Adaptação às Alterações Climáticas em Portugal


Agora que já observámos um pouco melhor os cenários futuros e os potenciais impactos das Alterações Climáticas em Portugal, vamos esta semana tentar introduzir a temática da adaptação a estes impactos e alterações.

Na primeira introdução a este tema do mês salientei que “a nossa estratégia enquanto humanidade passou sempre por adaptar o ambiente envolvente às nossas necessidades”. No entanto, foi precisamente esta estratégia (e.g. o consumo energético voraz e a emissão de GEE como base do nosso desenvolvimento) que nos torna agora, enquanto sociedades, vulneráveis aos desequilíbrios e potenciais impactos decorrentes das alterações climáticas.

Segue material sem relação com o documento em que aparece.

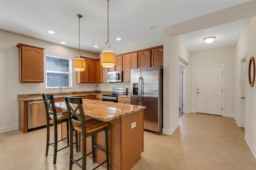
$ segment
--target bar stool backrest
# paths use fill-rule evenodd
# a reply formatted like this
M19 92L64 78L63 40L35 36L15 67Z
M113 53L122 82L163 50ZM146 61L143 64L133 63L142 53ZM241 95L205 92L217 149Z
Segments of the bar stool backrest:
M82 130L82 133L86 134L85 119L84 109L82 104L83 101L81 97L72 97L68 96L65 97L65 101L67 106L68 118L70 126L73 123L79 125Z
M53 95L43 94L42 96L44 99L44 102L45 109L46 111L47 123L49 122L50 120L50 115L53 115L53 121L54 123L57 123L57 113Z

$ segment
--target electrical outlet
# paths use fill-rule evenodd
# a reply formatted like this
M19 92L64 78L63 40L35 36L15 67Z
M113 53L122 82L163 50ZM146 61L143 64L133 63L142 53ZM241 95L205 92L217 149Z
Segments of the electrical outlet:
M136 122L134 122L131 124L131 128L134 128L136 127Z

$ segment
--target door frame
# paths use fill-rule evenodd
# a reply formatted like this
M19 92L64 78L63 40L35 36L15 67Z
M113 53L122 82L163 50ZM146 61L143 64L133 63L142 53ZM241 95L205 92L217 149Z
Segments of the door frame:
M196 79L197 78L197 75L196 73L196 69L198 68L202 68L202 67L222 67L222 89L223 92L222 92L222 116L225 116L226 117L229 117L229 116L226 116L225 113L225 67L224 64L218 65L206 65L204 66L198 66L195 67L195 88L194 88L194 94L195 94L194 100L194 107L196 109Z
M247 60L246 60L246 56L247 56L247 53L245 53L242 55L242 57L240 58L240 86L241 85L241 83L244 83L244 85L242 85L244 86L244 88L242 90L243 91L242 91L242 89L240 88L240 93L239 93L239 97L240 97L240 99L239 100L240 102L239 102L240 103L240 108L239 108L239 121L238 121L238 126L239 127L243 127L244 129L246 128L246 127L245 127L245 125L246 124L246 85L247 85L247 81L246 81L246 77L247 77ZM242 69L242 65L244 65L244 69ZM245 75L244 76L244 71L245 71ZM243 77L243 80L242 79L242 78ZM244 79L245 79L245 81L244 80ZM241 97L242 94L244 93L244 99L243 100L244 101L243 102L241 102L241 100L242 99L240 97ZM241 110L242 105L244 105L244 109L242 111ZM244 120L245 119L245 120ZM244 123L244 122L245 122L246 123Z

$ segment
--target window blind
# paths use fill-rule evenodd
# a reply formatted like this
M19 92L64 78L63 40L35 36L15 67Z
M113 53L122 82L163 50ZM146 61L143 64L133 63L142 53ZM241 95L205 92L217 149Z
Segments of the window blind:
M46 88L72 87L72 59L46 55Z

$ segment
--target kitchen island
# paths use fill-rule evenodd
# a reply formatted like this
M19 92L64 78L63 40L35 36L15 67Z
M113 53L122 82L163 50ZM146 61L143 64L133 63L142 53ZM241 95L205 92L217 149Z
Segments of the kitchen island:
M56 103L56 107L66 110L64 102ZM130 170L140 160L143 151L143 109L144 106L83 99L86 119L94 119L109 123L108 130L110 168L111 170ZM66 136L66 123L62 125L62 138ZM104 148L104 132L97 134L95 142ZM81 138L79 134L79 150ZM92 150L90 137L86 139L87 152ZM105 154L96 150L96 162L106 159ZM91 156L88 156L91 158ZM104 165L105 166L105 165Z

Figura 1 – Vulnerabilidade global às alterações climáticas em termos agro-económicos (i.e. variações no PIB como consequência de alterações na produção agrícola). Créditos: [7].
É pois curioso como, ao virar do milénio, nós defrontamos com a necessidade de começar a pensar em estratégias de adaptação a um problema que, apesar das incertezas ainda existentes, tem o cunho muito pessoal da humanidade e das gerações que nos precederam.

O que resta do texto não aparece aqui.